Iran a Trump: "Fare del male all’Italia? No, amiamo la Sicilia”

L’ambasciata iraniana a Trump: “Amiamo l’Italia e la Sicilia”

Iran Italia
Il post che fa discutere: "Perché dovremmo fare del male all’Italia?"

Un botta e risposta a distanza che accende il dibattito internazionale e sorprende anche sui social. Dopo le dichiarazioni di Donald Trump sull’Italia, arriva una replica indiretta dall’Iran che, tra toni ironici e messaggi politici, difende apertamente il nostro Paese.
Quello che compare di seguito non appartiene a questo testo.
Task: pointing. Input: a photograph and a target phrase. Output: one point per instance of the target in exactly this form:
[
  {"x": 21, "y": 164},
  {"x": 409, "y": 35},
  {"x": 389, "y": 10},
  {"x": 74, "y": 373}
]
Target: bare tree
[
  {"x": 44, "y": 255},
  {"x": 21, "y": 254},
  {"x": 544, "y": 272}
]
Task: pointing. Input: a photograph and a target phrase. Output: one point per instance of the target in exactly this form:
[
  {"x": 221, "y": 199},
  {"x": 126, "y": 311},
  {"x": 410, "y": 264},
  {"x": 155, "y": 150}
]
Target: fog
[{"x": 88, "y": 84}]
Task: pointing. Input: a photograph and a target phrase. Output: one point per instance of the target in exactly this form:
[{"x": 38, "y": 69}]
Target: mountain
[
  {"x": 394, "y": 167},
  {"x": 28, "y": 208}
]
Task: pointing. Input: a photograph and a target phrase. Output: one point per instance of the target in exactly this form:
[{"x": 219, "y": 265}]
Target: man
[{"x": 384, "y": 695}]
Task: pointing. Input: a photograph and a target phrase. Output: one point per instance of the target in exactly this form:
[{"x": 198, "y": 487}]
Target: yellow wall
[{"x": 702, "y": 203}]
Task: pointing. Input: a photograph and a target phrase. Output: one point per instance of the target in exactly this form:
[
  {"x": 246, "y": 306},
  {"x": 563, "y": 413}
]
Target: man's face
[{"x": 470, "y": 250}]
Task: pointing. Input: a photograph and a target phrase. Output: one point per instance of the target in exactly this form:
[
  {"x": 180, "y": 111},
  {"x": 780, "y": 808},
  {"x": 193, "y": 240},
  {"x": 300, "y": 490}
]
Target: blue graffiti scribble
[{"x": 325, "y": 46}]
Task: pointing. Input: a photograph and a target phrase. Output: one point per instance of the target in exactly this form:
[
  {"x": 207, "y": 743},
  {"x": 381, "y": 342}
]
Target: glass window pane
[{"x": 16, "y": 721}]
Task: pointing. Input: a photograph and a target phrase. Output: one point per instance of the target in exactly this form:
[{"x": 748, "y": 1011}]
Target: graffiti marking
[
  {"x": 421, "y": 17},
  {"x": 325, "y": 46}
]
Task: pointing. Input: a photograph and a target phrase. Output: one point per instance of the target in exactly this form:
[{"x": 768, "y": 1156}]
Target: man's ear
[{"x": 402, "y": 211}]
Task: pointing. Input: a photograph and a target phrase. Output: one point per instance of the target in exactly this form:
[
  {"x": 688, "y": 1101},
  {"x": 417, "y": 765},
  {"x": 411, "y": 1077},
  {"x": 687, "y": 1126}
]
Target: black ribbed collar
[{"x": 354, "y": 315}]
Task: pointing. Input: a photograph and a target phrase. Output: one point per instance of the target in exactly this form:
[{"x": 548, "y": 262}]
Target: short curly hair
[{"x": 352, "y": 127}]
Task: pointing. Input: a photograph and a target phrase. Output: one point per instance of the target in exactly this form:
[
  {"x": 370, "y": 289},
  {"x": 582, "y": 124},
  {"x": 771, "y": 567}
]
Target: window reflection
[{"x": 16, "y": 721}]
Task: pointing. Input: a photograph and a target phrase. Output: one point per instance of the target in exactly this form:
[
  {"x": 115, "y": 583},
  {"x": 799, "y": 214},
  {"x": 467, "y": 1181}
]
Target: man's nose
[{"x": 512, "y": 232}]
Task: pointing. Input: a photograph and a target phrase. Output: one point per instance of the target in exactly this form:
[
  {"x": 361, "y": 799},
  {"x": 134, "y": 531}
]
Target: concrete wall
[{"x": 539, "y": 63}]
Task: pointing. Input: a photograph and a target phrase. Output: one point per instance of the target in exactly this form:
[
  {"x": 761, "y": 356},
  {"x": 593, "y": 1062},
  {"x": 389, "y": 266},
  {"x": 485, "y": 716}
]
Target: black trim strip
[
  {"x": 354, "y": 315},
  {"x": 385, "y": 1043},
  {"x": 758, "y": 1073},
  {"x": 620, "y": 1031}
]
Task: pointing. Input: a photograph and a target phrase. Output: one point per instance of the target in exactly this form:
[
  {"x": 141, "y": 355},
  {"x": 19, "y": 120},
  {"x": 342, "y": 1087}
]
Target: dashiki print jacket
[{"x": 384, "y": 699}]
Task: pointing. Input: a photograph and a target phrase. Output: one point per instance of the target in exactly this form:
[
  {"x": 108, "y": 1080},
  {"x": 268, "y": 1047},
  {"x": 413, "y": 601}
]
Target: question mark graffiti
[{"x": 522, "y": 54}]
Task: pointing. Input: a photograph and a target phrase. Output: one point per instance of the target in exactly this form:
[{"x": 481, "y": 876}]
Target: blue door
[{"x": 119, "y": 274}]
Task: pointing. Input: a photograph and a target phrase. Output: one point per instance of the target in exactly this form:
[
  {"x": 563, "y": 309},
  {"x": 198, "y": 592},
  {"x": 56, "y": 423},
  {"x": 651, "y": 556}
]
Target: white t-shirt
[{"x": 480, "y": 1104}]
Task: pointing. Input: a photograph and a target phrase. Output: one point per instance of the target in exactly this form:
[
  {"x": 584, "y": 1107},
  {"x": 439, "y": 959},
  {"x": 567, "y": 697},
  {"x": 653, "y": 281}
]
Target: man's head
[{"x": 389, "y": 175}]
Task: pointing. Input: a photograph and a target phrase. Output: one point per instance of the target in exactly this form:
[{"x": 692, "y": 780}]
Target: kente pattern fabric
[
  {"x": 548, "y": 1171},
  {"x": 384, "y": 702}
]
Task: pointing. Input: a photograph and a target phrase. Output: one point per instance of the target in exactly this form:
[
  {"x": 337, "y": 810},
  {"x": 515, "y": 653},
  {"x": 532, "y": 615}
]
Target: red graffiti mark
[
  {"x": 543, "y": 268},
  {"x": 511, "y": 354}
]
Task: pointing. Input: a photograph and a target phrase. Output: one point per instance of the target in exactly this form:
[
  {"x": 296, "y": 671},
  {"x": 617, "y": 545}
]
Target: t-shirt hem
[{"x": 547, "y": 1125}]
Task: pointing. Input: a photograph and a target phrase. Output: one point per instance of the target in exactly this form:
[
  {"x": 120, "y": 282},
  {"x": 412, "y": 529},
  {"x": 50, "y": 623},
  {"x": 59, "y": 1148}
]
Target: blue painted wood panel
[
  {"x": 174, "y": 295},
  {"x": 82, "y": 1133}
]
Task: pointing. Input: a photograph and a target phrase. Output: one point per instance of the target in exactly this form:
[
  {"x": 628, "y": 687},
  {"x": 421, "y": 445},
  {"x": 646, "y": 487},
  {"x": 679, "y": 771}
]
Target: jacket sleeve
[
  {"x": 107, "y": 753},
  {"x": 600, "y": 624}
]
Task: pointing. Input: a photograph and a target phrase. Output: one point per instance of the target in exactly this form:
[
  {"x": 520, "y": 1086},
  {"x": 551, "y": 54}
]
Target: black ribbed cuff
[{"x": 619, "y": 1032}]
Trump, l’Iran difende l’Italia e cita la Sicilia

“Perché dovremmo fare del male all’Italia?”. Con queste parole l’ambasciata iraniana in Thailandia ha replicato su X alle dichiarazioni del presidente degli Stati Uniti Donald Trump, rilasciate in un’intervista al “Corriere della Sera”. In quell’occasione, Trump aveva criticato Giorgia Meloni sostenendo che “non le importa se l’Iran ha un’arma nucleare e fa saltare in aria l’Italia in due minuti“.

Nel post, la missione diplomatica ha scelto un tono completamente diverso: “Adoriamo gli italiani, il calcio e il cibo, e amiamo città come Roma, Rimini, Pisa, Milano, Venezia, Firenze, Napoli, Genova e Torino, così come la Sardegna, la Sicilia e tutto ciò che c’è in mezzo“.

La diplomazia iraniana attiva sui social

Non si tratta di un episodio isolato. Nelle ultime settimane, diverse ambasciate iraniane hanno utilizzato i social per criticare apertamente Trump e la sua amministrazione, spesso con contenuti ironici e immagini diventate virali su X.

Dopo gli attacchi rivolti dal presidente Usa a Papa Leone XIV e alla presidente del Consiglio Giorgia Meloni, la comunicazione iraniana ha assunto toni sempre più diretti, arrivando a esprimere una posizione di sostegno nei confronti dell’Italia.

Le critiche a Trump dell’ambasciata in Bulgaria

L’ambasciata di Teheran in Bulgaria ha commentato su X: “Trump ha detto che l’Iran farebbe esplodere l’Italia in due minuti se ne avesse l’occasione. Assurdo! La linea dell’Iran è sempre stata quella del rispetto per le nazioni, non quella di distruggerle”.

Non solo l’Iran, l’offerta del Ghana all’Italia

C’è stato anche chi è arrivato a proporsi all’Italia come alleato alternativo agli Stati Uniti. La missione diplomatica iraniana in Ghana ha scritto su X: “Cara Italia, il vostro primo ministro ha difeso il Papa e perso un alleato a Washington. Vorremmo offrirci per occupare il posto vacante”.

“Le nostre qualifiche: 7.000 anni di civiltà, un amore condiviso per la poesia, l’architettura e il cibo che richiede più tempo per essere preparato rispetto alla capacità di attenzione di Trump – recita il post ironico – L’unica cosa per cui Iran e Italia abbiano mai litigato è chi abbia inventato il gelato: il faloodeh è arrivato per primo, ma il gelato ha fatto più rumore. Siamo in una ‘guerra fredda’ su questo tema da 2.000 anni”.

Sempre dalla stessa sede arriva un altro messaggio ironico: “L’Iran nega categoricamente tutte le accuse di taglio della pasta. Rispettiamo l’integrità territoriale degli spaghetti. Qualsiasi affermazione contraria è infondata e non riflette la nostra posizione ufficiale (Per favore, non controllate le nostre cucine per questo. Non vogliamo perdere il nostro potenziale alleato)”.

Il messaggio del presidente iraniano

A completare il quadro, diverse ambasciate hanno rilanciato anche il messaggio del presidente iraniano Masoud Pezeshkian: “L’essenza delle civiltà si rivela nei momenti cruciali della loro storia. Le posizioni di Spagna, Cina, Russia, Turchia, Italia ed Egitto nell’opporsi alla bellicosità e ai crimini del regime sionista affondano le loro radici nella loro cultura e nel loro patrimonio storico”.